DÉCEMVIRAT. s. m. Magistrature des Décemvirs, ou le temps qu’elle duroit. Decemviratus, Decemviratis votestas. Exercer le Décemvirat. C’est l’an 302. de Rome que le Décemvirat commença. Voyez Décemvir.

DÉCENCE. s. f. Honnêteté, bienséance qu’on est obligé de garder à l’extérieur dans le geste, dans les habits, &c. Conformité des actions extérieures avec les loix, les coutumes, les usages de la Société dont on est membre. Decorum, decentia. Il est de la décence d’un Ecclésiastique d’avoir un habit long, des cheveux courts. Il est de la décence d’être à genoux dans l’Eglise, d’être chapeau bas devant ses supérieurs. Les cérémonies de l’Eglise sont édifiantes & vénérables quand on les fait avec gravité & décence. Fléch. Ecclésiastiques, sages, humbles, retenus, ennemis d’une propreté affectée, & ne voulant que la pure décence de leur état. Bourdal. Exhort. T. I. p. 148. Voyez Decorum.

DÉCENNAIRE. adj. m. & f. Qui est de dix, qui procède par dix. Decennarius, a, um. L’Arithmétique qui est en usage est décennaire, elle procède de dix en dix. M. Leibnitz a voulu changer l’Arithmétique décennaire en une Arithmétique binaire.
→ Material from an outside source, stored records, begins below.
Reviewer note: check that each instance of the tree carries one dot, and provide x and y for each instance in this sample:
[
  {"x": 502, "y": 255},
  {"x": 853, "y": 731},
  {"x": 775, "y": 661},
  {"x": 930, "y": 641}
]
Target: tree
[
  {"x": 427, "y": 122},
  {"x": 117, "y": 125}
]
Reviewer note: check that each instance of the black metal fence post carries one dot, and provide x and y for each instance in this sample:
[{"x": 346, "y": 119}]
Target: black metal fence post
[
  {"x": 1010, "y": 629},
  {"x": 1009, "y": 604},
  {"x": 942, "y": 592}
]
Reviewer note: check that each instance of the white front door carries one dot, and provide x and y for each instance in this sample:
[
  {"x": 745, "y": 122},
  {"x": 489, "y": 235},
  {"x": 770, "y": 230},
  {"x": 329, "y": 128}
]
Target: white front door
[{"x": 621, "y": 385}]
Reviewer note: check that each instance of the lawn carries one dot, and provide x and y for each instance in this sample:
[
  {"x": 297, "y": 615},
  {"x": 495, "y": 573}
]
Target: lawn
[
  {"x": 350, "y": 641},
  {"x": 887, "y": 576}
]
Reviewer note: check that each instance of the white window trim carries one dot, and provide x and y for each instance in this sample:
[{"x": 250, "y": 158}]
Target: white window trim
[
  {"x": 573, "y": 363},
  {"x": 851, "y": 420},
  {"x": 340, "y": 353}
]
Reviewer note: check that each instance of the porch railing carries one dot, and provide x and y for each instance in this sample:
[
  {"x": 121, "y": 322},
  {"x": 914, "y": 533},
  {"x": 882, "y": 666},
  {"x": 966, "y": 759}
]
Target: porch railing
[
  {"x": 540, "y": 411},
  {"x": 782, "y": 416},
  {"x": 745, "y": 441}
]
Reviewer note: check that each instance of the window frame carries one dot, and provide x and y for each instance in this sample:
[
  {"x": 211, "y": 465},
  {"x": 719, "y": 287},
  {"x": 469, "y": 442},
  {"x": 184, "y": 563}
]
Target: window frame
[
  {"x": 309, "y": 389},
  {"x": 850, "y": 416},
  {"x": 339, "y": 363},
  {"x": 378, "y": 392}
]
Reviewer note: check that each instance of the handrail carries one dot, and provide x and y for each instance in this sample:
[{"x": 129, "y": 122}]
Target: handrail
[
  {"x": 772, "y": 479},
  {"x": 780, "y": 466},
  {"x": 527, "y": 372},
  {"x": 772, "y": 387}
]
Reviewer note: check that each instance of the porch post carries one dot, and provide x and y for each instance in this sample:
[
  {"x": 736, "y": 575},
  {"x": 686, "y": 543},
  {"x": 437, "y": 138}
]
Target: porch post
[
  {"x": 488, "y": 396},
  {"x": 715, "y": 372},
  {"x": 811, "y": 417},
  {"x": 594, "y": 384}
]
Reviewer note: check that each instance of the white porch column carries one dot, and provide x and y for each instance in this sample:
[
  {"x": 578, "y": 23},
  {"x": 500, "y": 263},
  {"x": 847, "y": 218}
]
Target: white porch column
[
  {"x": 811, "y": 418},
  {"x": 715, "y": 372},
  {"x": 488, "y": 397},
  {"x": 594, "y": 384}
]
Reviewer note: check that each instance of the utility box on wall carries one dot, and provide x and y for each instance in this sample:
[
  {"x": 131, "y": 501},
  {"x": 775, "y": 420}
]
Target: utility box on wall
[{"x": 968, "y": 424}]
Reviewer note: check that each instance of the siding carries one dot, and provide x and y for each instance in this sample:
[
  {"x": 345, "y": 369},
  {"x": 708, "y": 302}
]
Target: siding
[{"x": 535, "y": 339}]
On ne dit point un enfant décennaire, pour dire un enfant de dix ans, decennis, quoiqu’on dise un homme sexagénaire & un vieillard septuagénaire.

DÉCENNAL, ale. adj. Qui est composé de dix. Qui dure dix ans, ou qui revient tous les dix ans. Magistrature décennale. Fêtes décennales. Le Tribunal décennal de Venise est fort haï dans la noblesse, parce que c’est lui qui connoît de leurs affaires criminelles, & qui les juge avec beaucoup de sévérité. La charge d’Archonte qui étoit perpétuelle, fut réduite à dix ans, & il y eut sept Archontes décennaux. Le P. Brumoy.
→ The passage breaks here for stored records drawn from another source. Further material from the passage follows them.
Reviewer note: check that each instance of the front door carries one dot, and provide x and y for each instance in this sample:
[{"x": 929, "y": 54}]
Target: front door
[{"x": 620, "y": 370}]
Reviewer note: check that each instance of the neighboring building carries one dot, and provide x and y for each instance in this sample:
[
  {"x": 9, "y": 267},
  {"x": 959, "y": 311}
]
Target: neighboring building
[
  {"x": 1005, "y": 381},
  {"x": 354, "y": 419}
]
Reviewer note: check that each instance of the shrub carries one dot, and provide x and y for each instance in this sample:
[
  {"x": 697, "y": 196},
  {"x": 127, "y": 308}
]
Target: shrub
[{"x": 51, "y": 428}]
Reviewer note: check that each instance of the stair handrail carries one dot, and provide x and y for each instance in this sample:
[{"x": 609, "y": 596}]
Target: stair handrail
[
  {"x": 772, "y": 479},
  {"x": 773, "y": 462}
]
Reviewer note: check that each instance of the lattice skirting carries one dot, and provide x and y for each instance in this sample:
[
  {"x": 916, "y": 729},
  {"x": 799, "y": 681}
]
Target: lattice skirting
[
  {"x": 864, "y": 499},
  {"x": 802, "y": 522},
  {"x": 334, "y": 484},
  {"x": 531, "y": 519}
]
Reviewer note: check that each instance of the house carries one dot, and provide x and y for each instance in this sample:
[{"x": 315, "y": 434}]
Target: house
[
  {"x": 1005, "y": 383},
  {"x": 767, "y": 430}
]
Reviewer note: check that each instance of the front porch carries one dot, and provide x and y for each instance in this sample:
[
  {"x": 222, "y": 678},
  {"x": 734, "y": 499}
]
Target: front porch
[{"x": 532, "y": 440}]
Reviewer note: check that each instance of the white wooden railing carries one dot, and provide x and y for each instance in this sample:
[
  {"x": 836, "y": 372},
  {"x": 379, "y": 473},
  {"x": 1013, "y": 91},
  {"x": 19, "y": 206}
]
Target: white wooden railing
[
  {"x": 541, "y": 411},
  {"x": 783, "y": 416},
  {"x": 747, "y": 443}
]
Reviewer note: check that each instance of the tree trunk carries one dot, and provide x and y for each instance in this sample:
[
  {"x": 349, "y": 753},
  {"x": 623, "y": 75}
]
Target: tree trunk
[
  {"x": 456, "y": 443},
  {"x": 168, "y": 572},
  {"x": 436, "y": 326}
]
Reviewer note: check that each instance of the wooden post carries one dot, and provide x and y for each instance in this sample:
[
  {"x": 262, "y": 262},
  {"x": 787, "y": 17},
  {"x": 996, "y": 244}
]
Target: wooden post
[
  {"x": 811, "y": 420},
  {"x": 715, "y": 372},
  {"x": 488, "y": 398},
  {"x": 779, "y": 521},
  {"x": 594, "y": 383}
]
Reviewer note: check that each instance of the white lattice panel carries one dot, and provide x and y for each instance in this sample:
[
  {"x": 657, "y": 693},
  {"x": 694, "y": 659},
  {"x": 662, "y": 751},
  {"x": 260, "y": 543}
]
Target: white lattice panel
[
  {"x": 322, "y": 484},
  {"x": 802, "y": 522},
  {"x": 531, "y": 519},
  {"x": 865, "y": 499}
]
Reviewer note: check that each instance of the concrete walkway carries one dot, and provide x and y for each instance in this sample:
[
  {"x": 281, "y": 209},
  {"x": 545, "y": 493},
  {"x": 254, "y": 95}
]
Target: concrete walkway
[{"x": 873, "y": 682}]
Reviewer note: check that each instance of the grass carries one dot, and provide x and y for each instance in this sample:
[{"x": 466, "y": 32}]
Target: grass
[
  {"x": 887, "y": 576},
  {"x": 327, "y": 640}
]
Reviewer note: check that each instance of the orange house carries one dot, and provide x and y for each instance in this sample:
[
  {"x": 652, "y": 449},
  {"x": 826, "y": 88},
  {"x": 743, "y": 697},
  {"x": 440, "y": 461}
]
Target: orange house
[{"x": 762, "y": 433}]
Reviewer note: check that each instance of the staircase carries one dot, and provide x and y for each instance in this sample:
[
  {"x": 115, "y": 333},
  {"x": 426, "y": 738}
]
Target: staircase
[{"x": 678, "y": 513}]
DÉCENNALES. s. f. pl. Fêtes que les Empereurs Romains célébroient tous les dix ans de leur règne par des sacrifices, & par des largesses au peuple. Decennalia festa. Auguste fut l’auteur de cette coutume, & ses successeurs l’imitèrent. On faisoit aussi dans le même temps des vœux pour l’Empereur, en lui confirmant l’Empire, & ces vœux s’appeloient aussi des vœux décennales, ou décennaux. Depuis Antonin Pie, on trouve ces jeux & ces vœux marqués sur les médailles. Primi decennales. Secundi decennales. vota sol. decen. II. vota suscep. decen. III. Ces vœux se faisoient au commencement de chaque dixaine d’années ; car sur les médailles de Pertinax qui eut à peine quatre mois d’Empire, on trouve vota decen. & Votis decennalibus, & sur celles de Pupien, dont l’empire ne dura pas deux ans, Votis decennalibus aussi.

Struvius, Antiq. Roman. Syntagma. C. 4. p. 247. croit que ces vœux avoient pris la place de ceux que les Censeurs avoient coutume de faire au temps de la République pour sa félicité. En effet, on ne les faisoit pas seulement pour le Prince, mais encore pour l’Etat, comme Dion, Liv. VIII. & Pline le Jeune, L. X. ép. 101. le marquent.

Auguste établit cette fête pour conserver l’Empire & l’autorité absolue sans choquer le peuple ; car, durant la célébration de cette fête, ce Prince avoit coutume de remettre au peuple toute l’autorité que le peuple rempli de joie, & charmé de la bonté d’Auguste, lui rendoit aussi-tôt.

DÉCENT, ente. adj. Ce qui est dans les termes de la décence, selon les règles de l’honnêteté extérieure, conforme aux loix, aux usages, aux coutumes, même aux préjugés généralement reçus. Decens. Un Magistrat ne doit aller siéger qu’en habit décent. Devant les gens graves, dans les honnêtes compagnies, il faut être en posture décente. On le trouve en habit décent, composant Lettre Marotine. Sarras.

DÉCEPTE. s. f. Vieux mot qu’on a dit pour tromperie. Il vient du Latin decipere, tromper.

DÉCEPTIF, ive, vieux adj. Trompeur. Fallax, deceptivus, a, um. Un cœur faux & déceptif. Marot.

DÉCEPTION. s. f. Tromperie. Fallacia, captio, fraus. Il ne se dit qu’au Palais. Cela est fait avec fraude & déception.